Zunächst mussten die Kolben erheblich zurückgedrückt werden. Am besten bewerkstelligt man dies, indem man die alten Bremsbelege zum Schutz der Kolben wieder lose aufsetzt, und die Kolben dann Stück für Stück zurückdrückt. Manche nehmen hierfür eine kleine Schraubzwinge. Bei mir hat ein dicker Schraubendreher als Hebelwerkzeug geholfen.
Sinnvoll war es, den Deckel des Bremsflüssigkeitsbehälters zu lösen, damit der rückwärtig aufgebaute Druck entweichen kann. Die Sache ging dann deutlich leichter. Und bei neuen Belegen plus neuen Scheiben müssen die Kolben nahezu gänzlich ins Gehäuse zurück: maßen die alten Scheiben und Beläge gerade noch 12mm, sind die neuen Scheiben mit EBC Belägen exakt doppelt so dick.
Nachdem die Bremskolben nun vorbereitet sind, stand der Ausbau der Bremsscheiben auf der to-do Liste.
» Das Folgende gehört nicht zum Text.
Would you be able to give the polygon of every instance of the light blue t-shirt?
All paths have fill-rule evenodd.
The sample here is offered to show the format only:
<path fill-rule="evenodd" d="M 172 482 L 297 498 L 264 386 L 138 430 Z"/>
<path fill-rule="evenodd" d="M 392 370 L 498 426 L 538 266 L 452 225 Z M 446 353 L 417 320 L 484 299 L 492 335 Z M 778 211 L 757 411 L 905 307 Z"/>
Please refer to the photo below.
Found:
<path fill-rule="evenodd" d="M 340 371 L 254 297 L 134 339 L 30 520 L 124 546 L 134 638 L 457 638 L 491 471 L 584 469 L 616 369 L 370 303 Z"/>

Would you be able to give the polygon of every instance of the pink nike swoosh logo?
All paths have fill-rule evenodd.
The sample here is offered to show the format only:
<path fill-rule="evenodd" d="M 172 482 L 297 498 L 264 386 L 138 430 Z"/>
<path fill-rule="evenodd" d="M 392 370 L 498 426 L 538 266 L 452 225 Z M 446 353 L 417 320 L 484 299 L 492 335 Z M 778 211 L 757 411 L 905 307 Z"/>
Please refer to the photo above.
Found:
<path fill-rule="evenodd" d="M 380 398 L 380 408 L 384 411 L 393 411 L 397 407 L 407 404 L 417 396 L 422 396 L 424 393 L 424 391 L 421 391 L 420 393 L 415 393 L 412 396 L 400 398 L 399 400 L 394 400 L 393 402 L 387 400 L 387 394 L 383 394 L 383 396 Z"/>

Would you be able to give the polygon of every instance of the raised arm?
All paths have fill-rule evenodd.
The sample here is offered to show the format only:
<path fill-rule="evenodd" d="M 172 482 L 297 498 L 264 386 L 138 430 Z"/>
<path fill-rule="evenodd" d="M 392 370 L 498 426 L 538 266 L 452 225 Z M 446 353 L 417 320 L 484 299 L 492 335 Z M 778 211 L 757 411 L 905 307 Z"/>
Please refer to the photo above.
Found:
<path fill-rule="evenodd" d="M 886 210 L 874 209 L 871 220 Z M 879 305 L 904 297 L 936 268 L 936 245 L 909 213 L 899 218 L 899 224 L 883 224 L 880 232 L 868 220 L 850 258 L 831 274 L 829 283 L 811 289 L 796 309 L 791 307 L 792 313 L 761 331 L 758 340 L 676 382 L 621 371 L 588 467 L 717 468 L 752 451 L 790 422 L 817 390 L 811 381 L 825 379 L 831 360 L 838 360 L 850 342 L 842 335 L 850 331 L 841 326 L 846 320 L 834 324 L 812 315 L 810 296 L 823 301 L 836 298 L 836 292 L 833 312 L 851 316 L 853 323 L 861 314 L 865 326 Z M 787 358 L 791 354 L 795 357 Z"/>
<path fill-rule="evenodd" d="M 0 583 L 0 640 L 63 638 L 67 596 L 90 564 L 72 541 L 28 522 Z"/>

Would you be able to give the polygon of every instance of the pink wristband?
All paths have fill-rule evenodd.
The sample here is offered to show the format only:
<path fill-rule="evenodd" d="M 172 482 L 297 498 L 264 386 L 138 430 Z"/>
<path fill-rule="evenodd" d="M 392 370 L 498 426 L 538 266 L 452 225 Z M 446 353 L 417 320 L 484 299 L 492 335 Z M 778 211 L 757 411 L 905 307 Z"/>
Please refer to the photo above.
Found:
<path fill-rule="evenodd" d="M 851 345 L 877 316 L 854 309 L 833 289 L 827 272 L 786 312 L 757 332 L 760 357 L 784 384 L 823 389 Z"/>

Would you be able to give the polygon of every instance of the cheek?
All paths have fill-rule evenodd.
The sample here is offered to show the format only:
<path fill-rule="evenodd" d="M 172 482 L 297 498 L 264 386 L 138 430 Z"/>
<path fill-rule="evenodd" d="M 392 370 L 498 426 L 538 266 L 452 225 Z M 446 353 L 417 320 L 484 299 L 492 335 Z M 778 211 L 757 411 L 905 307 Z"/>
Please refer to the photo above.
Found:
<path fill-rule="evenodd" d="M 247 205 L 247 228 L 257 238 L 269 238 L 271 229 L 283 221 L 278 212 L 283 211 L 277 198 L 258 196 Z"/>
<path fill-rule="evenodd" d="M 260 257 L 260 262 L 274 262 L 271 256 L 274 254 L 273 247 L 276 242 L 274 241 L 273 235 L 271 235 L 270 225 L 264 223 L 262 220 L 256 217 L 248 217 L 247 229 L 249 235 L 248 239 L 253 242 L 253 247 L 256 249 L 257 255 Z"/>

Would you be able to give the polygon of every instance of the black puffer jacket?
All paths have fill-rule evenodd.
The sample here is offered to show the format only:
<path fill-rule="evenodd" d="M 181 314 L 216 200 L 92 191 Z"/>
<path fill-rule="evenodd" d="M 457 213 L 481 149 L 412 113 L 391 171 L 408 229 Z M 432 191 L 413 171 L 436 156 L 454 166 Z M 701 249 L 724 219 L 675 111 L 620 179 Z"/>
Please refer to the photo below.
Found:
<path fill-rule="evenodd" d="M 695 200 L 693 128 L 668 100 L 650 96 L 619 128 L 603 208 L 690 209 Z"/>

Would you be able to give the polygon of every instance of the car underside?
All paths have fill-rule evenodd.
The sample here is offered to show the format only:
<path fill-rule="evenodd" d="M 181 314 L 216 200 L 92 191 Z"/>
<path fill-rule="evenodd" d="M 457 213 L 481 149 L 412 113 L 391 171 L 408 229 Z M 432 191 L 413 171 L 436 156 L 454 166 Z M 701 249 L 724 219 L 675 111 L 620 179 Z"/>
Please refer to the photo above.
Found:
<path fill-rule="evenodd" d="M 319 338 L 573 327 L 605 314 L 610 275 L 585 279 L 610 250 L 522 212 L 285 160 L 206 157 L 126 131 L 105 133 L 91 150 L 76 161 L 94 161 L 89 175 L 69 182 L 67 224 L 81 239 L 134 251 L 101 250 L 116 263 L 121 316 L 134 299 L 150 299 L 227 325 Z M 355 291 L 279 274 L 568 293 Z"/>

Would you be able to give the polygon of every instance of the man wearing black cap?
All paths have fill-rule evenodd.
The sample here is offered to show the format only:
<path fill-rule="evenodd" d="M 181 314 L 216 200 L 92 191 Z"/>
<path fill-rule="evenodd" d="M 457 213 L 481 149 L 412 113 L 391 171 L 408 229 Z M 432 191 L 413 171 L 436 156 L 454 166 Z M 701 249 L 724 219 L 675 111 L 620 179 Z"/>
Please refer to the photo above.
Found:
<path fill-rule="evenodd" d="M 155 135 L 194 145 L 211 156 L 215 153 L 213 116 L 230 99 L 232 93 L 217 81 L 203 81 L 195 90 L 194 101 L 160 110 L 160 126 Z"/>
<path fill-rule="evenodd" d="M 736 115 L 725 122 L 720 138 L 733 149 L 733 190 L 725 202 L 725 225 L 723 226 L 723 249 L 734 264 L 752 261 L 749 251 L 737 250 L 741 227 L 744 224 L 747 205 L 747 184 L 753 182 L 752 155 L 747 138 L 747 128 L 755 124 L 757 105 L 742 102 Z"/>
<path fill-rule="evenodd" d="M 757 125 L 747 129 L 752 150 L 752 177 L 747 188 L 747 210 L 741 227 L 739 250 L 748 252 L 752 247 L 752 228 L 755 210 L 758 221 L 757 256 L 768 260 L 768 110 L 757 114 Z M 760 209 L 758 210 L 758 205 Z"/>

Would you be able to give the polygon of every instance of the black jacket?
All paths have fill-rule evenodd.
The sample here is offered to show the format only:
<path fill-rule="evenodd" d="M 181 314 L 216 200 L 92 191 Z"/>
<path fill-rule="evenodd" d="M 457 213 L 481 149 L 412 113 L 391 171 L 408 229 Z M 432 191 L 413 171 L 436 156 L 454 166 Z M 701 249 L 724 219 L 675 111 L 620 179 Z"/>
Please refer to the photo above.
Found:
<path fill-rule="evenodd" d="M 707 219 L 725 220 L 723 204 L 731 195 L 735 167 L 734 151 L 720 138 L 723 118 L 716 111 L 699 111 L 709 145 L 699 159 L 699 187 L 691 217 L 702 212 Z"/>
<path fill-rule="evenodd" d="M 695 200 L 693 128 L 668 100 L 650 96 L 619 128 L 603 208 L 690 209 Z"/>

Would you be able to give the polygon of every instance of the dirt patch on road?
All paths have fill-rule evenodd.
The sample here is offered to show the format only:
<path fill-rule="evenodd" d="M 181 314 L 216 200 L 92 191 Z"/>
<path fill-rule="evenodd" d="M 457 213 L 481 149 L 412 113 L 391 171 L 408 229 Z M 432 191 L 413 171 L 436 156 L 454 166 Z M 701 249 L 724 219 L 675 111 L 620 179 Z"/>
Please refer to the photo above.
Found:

Diese sind bei meiner XJ mit M8 Inbuschrauben angebaut, die zwar mit keinem hohen Drehmoment angezogen werden, dafür aber mit Schraubensicherungspaste zusätzlich fixiert sind. Zum Lösen ist also schon erheblicher Kraftaufwand erforderlich. Hilfreich hierbei war ein kleiner Brenner den Dieter neulich in Fernostasien entdeckt hatte. Denn gezielte Wärme macht die Schraubenpaste wieder nachgiebig.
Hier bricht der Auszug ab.